Cellulari e truffe Iva, evasione per 300 mila euro a Comiso

Sequestrati beni mobili e immobili

Comiso - I finanzieri del Comando Provinciale di Ragusa, al termine di una complessa indagine di polizia economico-finanziaria, hanno denunciato per reati di natura tributaria il titolare di una società, già con sede a Comiso e successivamente trasferitasi ad Avola, operante nel settore dell’e-commerce. Contestualmente è stato operato il sequestro di beni mobili, immobili e somme di denaro per circa 300 mila euro.

L’attività, che ha consentito di accertare una rilevante frode fiscale realizzata attraverso la vendita di telefoni cellulari on line effettuata mediante una nota piattaforma digitale, ha preso avvio dagli esiti di un controllo incrociato richiesto da un altro Reparto del Corpo nei confronti della società ragusana.

Grazie agli approfondimenti operati a seguito di tale input, emergevano forti elementi di sospetto sulla correttezza delle transazioni on-line dell’azienda controllata. Per questo veniva avviata immediatamente una verifica fiscale, che ha permesso di ricostruire compiutamente il sistema di frode messo in atto, basato principalmente sull’improprio utilizzo del cd. regime IVA del “Reverse charge”. Tale regime, previsto esclusivamente per determinate operazioni, consente di effettuare acquisti e vendite tra fornitori operanti nel medesimo settore senza l’applicazione dell’IVA, rinviandone l’addebito solo nel momento della cessione al consumatore finale, soggetto sul quale l’imposta è destinata ad incidere.

Più in dettaglio, le investigazioni effettuate dalle Fiamme Gialle hanno portato alla luce un ingente volume d’affari della società controllata, quantificabile in diversi milioni di euro; il modus operandi messo in atto per evadere l’IVA prevedeva, alternativamente, l’omessa fatturazione delle operazioni di vendita o, come registrato nella maggior parte dei casi individuati la cessione a consumatori finali, qualificati indebitamente come operatori commerciali per omettere l’applicazione dell’IVA.
Tale meccanismo, oltre a garantire un ingente indebito guadagno al rappresentante legale della società verificata (C. E. di anni 62, di Noto), ha permesso l’applicazione alla clientela di un prezzo di vendita degli smartphone di gran lunga più basso rispetto a quello normalmente praticato sul mercato, falsando gravemente le comuni regole della leale concorrenza in danno delle imprese oneste.

Al termine della complessa attività, il rappresentante legale della società è stato denunciato per violazione degli obblighi dichiarativi. Sulla base degli elementi raccolti, il G.I.P. presso il Tribunale di Ragusa, su richiesta della locale Procura della Repubblica, ha emesso un provvedimento di sequestro preventivo e per equivalente finalizzato alla confisca ex articolo 12 bis del decreto legislativo 74/2000 per le imposte non versate dalla verificata.

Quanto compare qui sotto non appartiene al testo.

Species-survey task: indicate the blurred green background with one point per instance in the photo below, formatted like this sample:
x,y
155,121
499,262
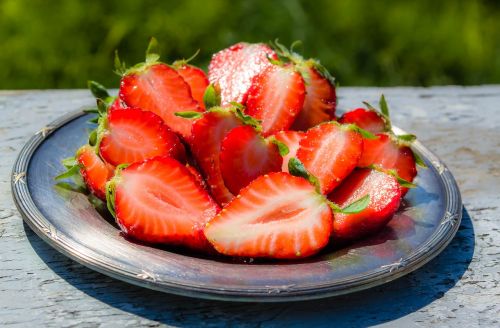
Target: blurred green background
x,y
62,44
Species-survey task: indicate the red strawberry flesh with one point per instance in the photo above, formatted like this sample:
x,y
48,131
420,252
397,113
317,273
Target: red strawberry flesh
x,y
385,197
158,88
208,133
94,170
330,152
159,201
134,135
365,119
246,155
277,215
233,69
197,80
319,102
389,155
276,97
292,140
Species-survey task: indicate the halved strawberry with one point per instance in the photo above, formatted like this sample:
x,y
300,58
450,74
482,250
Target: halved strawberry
x,y
197,80
366,119
94,170
233,69
197,176
159,201
134,135
245,155
385,197
330,152
275,97
320,100
389,153
158,88
207,135
277,216
291,139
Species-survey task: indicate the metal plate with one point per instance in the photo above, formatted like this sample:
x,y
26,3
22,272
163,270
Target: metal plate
x,y
422,228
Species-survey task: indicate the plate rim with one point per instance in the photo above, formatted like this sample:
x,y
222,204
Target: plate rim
x,y
425,252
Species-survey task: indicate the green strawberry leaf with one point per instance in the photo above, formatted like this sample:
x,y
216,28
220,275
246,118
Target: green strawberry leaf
x,y
70,173
407,138
296,168
69,162
120,67
211,97
71,187
189,114
357,206
98,90
364,133
152,52
282,147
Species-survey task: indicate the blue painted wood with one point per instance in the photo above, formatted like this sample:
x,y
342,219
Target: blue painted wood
x,y
38,286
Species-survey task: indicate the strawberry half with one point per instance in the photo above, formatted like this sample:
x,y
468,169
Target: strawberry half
x,y
159,201
245,155
276,97
277,215
158,88
207,135
94,171
292,140
197,80
389,153
366,119
385,197
320,100
232,69
330,152
134,135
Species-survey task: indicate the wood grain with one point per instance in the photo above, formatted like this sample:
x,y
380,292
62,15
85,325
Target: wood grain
x,y
40,287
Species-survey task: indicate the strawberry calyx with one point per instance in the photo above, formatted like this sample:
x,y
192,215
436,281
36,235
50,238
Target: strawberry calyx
x,y
111,188
183,62
402,182
405,140
152,58
289,55
296,168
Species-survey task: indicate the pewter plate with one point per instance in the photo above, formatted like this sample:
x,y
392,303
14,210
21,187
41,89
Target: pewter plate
x,y
422,228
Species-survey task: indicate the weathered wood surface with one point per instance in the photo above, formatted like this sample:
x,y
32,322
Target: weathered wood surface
x,y
40,287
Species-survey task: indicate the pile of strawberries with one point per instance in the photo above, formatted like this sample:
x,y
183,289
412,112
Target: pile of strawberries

In attuazione di tale provvedimento cautelare reale sono stati sequestrati un immobile ubicato in una zona archeologica in provincia di Siracusa, un’imbarcazione, un motoveicolo nonché somme di denaro per un importo complessivo di circa 300 mila euro.

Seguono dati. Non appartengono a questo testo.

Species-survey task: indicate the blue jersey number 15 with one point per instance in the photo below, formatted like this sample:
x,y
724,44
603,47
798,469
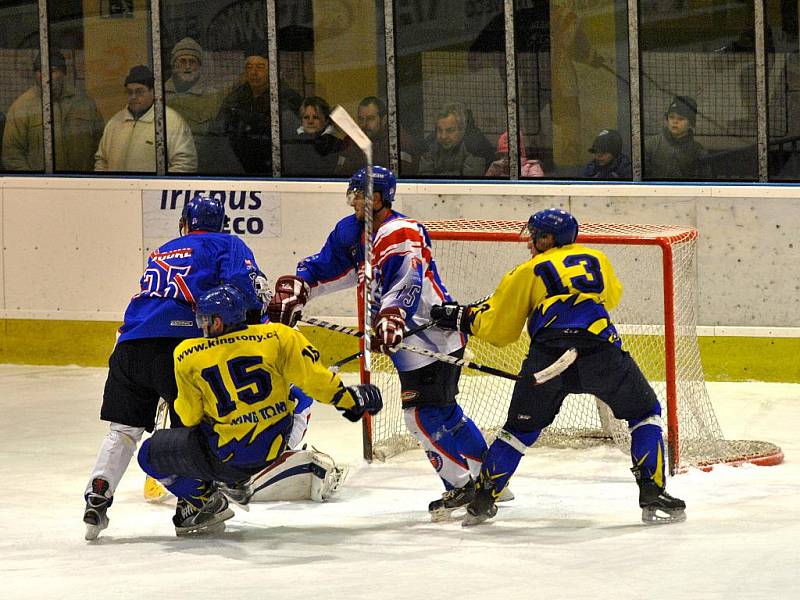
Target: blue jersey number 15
x,y
251,385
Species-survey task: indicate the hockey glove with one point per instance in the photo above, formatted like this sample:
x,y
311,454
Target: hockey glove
x,y
291,295
367,398
451,315
389,329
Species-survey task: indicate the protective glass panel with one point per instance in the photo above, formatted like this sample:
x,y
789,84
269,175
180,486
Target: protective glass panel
x,y
451,89
20,89
330,53
783,89
698,90
216,86
103,119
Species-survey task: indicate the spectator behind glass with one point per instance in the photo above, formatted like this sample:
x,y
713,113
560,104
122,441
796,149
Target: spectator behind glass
x,y
128,142
609,162
500,167
77,125
246,119
188,92
313,152
448,155
373,120
674,153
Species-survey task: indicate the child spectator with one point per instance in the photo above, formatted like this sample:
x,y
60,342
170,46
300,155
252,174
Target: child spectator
x,y
674,153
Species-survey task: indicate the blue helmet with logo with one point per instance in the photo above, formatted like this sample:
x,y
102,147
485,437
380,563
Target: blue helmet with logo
x,y
224,301
561,224
203,212
383,181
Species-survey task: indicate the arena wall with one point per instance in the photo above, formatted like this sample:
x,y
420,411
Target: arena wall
x,y
73,250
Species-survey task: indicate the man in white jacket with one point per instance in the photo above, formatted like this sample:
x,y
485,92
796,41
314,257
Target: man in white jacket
x,y
128,142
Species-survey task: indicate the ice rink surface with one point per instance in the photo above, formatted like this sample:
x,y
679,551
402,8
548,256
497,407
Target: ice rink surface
x,y
573,531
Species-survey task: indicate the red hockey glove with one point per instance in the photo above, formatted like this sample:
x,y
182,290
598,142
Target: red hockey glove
x,y
389,328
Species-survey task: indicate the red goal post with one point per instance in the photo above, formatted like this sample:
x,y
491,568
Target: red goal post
x,y
657,319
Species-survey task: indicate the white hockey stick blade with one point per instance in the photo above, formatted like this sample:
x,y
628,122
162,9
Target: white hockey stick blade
x,y
559,366
345,122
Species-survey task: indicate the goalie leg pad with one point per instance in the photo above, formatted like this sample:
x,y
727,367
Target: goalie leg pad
x,y
429,425
298,475
301,418
114,455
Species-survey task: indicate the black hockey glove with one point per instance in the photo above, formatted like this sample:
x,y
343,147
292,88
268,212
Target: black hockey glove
x,y
451,315
367,398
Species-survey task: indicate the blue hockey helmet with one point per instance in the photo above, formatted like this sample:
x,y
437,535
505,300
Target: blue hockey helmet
x,y
383,181
203,212
561,224
224,301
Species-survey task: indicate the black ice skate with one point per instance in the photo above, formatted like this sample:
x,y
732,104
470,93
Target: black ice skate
x,y
482,507
97,503
442,509
658,507
208,519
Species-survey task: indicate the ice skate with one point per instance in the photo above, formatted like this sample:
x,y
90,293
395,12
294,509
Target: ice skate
x,y
658,507
443,508
239,493
97,503
506,495
482,507
209,519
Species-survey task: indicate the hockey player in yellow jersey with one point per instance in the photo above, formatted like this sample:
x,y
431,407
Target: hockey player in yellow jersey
x,y
564,292
233,397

L’operazione di servizio in esame rappresenta un esempio di come il Corpo sviluppi le proprie attività cercando di dare immediata efficacia all’azione investigativa, puntando all’individuazione e all’aggressione dei patrimoni illecitamente accumulati da parte di soggetti coinvolti in fenomeni di criminalità economica, a tutela dell’Erario, dei cittadini e delle imprese che operano correttamente.